4/29/06 - Fishing was horrible!!!! Winds and temp were ungodly! Fished Townsend, Corsons, and back bay with 4 skates to show for it.

Dogg - went to call you and realized I forgot my palm pilot with your digits...I cruised down to the Grassy Bridge but noone was catching. Everywhere we went was dead. Two guys caught a 4lb blue at Townsend but that was it...

-FFM


----------



## rgking03 (Mar 20, 2005)

*Reports 5/7*

Heading to Sandy Hook on Sunday. Let you know how it worked out.

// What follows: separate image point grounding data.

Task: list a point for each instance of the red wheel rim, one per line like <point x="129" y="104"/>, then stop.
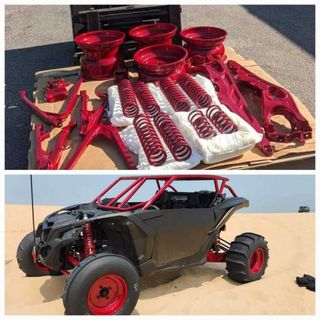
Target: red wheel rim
<point x="107" y="295"/>
<point x="257" y="260"/>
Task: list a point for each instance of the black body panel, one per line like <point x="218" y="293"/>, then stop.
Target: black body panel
<point x="153" y="240"/>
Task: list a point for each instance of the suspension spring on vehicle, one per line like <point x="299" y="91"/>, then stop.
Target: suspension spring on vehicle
<point x="177" y="99"/>
<point x="150" y="141"/>
<point x="146" y="99"/>
<point x="220" y="120"/>
<point x="201" y="124"/>
<point x="128" y="99"/>
<point x="193" y="89"/>
<point x="173" y="138"/>
<point x="88" y="241"/>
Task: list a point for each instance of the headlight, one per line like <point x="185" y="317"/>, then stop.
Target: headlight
<point x="73" y="233"/>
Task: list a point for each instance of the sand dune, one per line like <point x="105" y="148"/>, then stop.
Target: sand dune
<point x="199" y="290"/>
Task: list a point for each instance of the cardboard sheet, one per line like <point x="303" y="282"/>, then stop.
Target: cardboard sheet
<point x="104" y="155"/>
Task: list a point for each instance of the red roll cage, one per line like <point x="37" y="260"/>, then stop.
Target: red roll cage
<point x="220" y="183"/>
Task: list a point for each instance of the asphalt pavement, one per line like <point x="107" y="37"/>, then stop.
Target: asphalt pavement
<point x="281" y="39"/>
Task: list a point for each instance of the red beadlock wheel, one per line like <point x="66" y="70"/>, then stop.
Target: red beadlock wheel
<point x="107" y="295"/>
<point x="257" y="260"/>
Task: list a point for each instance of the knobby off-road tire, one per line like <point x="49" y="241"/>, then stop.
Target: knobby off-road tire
<point x="25" y="259"/>
<point x="247" y="258"/>
<point x="103" y="284"/>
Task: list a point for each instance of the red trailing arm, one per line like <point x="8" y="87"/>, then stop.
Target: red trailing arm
<point x="274" y="101"/>
<point x="229" y="94"/>
<point x="50" y="160"/>
<point x="55" y="119"/>
<point x="97" y="123"/>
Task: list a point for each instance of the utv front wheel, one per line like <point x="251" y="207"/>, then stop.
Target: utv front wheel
<point x="104" y="284"/>
<point x="25" y="259"/>
<point x="247" y="258"/>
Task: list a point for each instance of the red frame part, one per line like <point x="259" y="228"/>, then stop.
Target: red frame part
<point x="229" y="94"/>
<point x="50" y="160"/>
<point x="94" y="124"/>
<point x="56" y="119"/>
<point x="220" y="184"/>
<point x="274" y="101"/>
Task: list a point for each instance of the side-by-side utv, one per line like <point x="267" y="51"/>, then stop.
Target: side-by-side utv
<point x="105" y="246"/>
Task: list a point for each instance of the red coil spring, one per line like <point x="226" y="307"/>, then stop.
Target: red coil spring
<point x="177" y="99"/>
<point x="176" y="143"/>
<point x="149" y="140"/>
<point x="196" y="93"/>
<point x="201" y="124"/>
<point x="88" y="241"/>
<point x="146" y="99"/>
<point x="220" y="120"/>
<point x="128" y="100"/>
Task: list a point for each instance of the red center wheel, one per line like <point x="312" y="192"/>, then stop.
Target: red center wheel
<point x="107" y="295"/>
<point x="257" y="260"/>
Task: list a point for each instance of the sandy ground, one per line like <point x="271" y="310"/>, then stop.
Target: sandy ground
<point x="200" y="290"/>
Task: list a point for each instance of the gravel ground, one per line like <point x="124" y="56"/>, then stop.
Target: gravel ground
<point x="281" y="39"/>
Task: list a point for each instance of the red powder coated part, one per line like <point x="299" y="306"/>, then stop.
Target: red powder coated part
<point x="88" y="241"/>
<point x="220" y="120"/>
<point x="173" y="138"/>
<point x="50" y="160"/>
<point x="216" y="256"/>
<point x="149" y="140"/>
<point x="176" y="98"/>
<point x="128" y="99"/>
<point x="100" y="53"/>
<point x="201" y="124"/>
<point x="147" y="101"/>
<point x="274" y="101"/>
<point x="155" y="33"/>
<point x="56" y="90"/>
<point x="55" y="119"/>
<point x="158" y="61"/>
<point x="194" y="90"/>
<point x="95" y="124"/>
<point x="204" y="43"/>
<point x="229" y="95"/>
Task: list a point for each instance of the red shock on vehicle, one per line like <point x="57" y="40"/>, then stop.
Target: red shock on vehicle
<point x="201" y="124"/>
<point x="177" y="99"/>
<point x="149" y="140"/>
<point x="220" y="120"/>
<point x="146" y="99"/>
<point x="88" y="241"/>
<point x="193" y="89"/>
<point x="128" y="99"/>
<point x="173" y="138"/>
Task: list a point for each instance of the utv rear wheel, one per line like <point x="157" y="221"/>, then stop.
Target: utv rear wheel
<point x="104" y="284"/>
<point x="25" y="259"/>
<point x="247" y="258"/>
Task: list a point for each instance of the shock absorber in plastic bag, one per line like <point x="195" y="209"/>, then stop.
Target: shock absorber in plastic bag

Rudde - I'll be using some of those lures you gave me. I let you know how it is.


Tight Lines
Rich
www.tunawahoo.com


----------



## Sudsrat (Dec 25, 2005)

Fished Wildwood yesterday for an ASAC Tourney.
Skates for me,but there were a few nice stripers caught,one or two kingies and a few blues.


----------



## rgking03 (Mar 20, 2005)

*Report from Sandy Hook on Tunawahoo*

We started out east of Romer and clammed a few big ones there, but the bite died and we trolled down to the area outside of the Cedars, we picked a few more trolling and then clammed more at the 2nd spot with more shorts.We then trolled down towards Shrewsbury picking up a few more big bass. Bottom Line client got personal best, a 35 incher, and his son got a 36 inch We tagged and released 9 shorts and a bunch of blues, we boxed our limit of stripers and took 3 blues too. Capt Adler's best fish of the day was a 32 incher on 4 lb test. A great day on the water! Photos to be posted on tunawahoo.com Open boat next Sunday, call for info. www.tunawahoo.com

Rich


----------



## rgking03 (Mar 20, 2005)

*report*

try to make it out to brigatine this week and will let you guys know how it went.

Rich


----------